Thomas then railed against those who would “cancel” the Founding Fathers.
“Today, there is a notable pessimism about the state of our country and cynicism about our founding. There are some who would even cancel our founders,” he said. “There are many more of us, I think, who feel that America is not so broken as it is adrift at sea.”
The conservative justice, needling “clever academics,” said that the Declaration of Independence endures to this day simply because it is true.
“Ultimately, the Declaration endures because it articulates truth. It was not a grand philosophy contrived by clever academics. It came from antecedent shared values unlike so many of the theories of more recent vintage,” he said.
After Thomas stopped speaking (around the 56:00-mark of the video above), a woman could be heard saying repeatedly: “I still believe Anita Hill.” The Notre Dame audience booed her and then clapped (seemingly after she was removed from the room).
The first and main audience question Thomas answered was about what threats he sees to the autonomy of the judicial system.
“Judges going beyond what Article III requires and staying within the limitations on judges,” he said. “There’s always a temptation to go beyond,” pointing to substantive due process as an example.

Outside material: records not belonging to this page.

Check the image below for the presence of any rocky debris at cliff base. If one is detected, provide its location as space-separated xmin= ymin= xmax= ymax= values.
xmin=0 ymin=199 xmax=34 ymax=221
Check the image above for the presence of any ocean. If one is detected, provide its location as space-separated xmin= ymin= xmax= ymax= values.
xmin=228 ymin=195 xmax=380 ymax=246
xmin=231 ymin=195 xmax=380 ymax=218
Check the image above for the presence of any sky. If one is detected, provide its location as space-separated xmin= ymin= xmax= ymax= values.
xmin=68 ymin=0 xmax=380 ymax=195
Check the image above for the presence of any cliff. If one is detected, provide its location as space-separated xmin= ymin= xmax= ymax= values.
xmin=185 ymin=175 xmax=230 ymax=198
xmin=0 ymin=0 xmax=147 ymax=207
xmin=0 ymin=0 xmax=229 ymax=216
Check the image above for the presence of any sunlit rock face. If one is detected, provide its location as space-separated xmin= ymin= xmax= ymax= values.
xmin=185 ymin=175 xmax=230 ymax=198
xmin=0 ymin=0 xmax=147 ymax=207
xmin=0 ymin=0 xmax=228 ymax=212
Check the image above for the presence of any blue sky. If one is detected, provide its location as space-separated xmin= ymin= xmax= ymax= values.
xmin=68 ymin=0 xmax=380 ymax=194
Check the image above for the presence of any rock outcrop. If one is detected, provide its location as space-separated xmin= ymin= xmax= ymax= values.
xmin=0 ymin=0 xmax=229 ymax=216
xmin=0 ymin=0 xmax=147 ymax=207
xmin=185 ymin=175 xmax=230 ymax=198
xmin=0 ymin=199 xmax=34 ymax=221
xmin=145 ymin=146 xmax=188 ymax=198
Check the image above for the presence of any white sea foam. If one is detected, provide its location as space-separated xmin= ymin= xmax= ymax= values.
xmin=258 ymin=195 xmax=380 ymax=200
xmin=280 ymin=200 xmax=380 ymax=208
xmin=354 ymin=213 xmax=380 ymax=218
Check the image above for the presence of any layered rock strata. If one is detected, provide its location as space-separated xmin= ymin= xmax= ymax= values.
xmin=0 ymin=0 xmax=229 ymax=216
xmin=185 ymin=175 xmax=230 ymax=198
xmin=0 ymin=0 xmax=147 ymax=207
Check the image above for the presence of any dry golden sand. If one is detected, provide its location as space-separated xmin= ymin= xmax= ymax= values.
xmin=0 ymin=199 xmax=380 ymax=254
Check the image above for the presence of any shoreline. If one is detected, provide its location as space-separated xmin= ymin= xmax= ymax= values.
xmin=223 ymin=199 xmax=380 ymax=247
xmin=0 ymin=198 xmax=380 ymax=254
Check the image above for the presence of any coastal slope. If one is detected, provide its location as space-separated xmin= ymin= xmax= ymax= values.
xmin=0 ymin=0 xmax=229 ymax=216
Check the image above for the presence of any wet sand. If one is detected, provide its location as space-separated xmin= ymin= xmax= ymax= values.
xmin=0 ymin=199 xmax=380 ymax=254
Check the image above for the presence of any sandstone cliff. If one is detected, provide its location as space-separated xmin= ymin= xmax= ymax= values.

Thomas said that when the courts veer into the executive and legislative branch “lanes” in “resolving things” that are “better left to those branches, where people actually have some input and some opportunity to participate,” federal judges with lifetime appointments are “asking for trouble.”
“I think the court was thought to be the least dangerous branch and we have become the most dangerous,” Thomas said. “And I think that’s problematic.”
“Hence, the craziness during my confirmation was one of the results of that. It was absolutely about abortion, a matter I had not thought deeply about at the time,” he added, just minutes after the “I still believe Anita Hill” chants.
“But I think a lot of it’s our own doing and I think the threats are we have lost the capacity even, I think, as leaders to not allow others to manipulate our institutions when we don’t get the outcomes that we like,” Thomas said. “When, for example, President Roosevelt threatened to pack the court, there was enough sense of what the court meant and what separation of powers meant to criticize him.”
“Today you see almost no criticism, or very little, when you have those kinds of conversations,” he said. “So I think part of its our — the judges’ — own doing by venturing into areas we should not have ventured into.”
But despite this and other criticisms of the status quo, Thomas quipped that he still has hope for the future while answering an audience question about whether he would have sided with the Federalists or anti-Federalists.
“I’ve been on the court for 30 years. It’s flawed, but, you know, I will defend it because, knowing all the disagreements, it works. [The system] may work sort of like a car with three wheels but it still works,” he said, to laughter. “I think we should be careful about destroying our institutions because they don’t give us what we want when we want it. I think we should be really careful.”
“I can’t be too forceful of my criticism of the Federalists,” Thomas said. “But I do tend toward — I didn’t go watch Hamilton, I can tell you that.”
The justice was next asked: How often do oral arguments change your mind?
“Almost never,” Thomas immediately answered.
“You know, it’s sort of like when I used to watch basketball a lot, they’d talk about the big man in the paint. You do your work early and you get low and it’s over,” Thomas explained. “You can try to block Shaquille O’Neal three feet from the basket, well good luck with that. He did his work early and he got low and he received the pass.”
“The real work is in the briefs,” he said.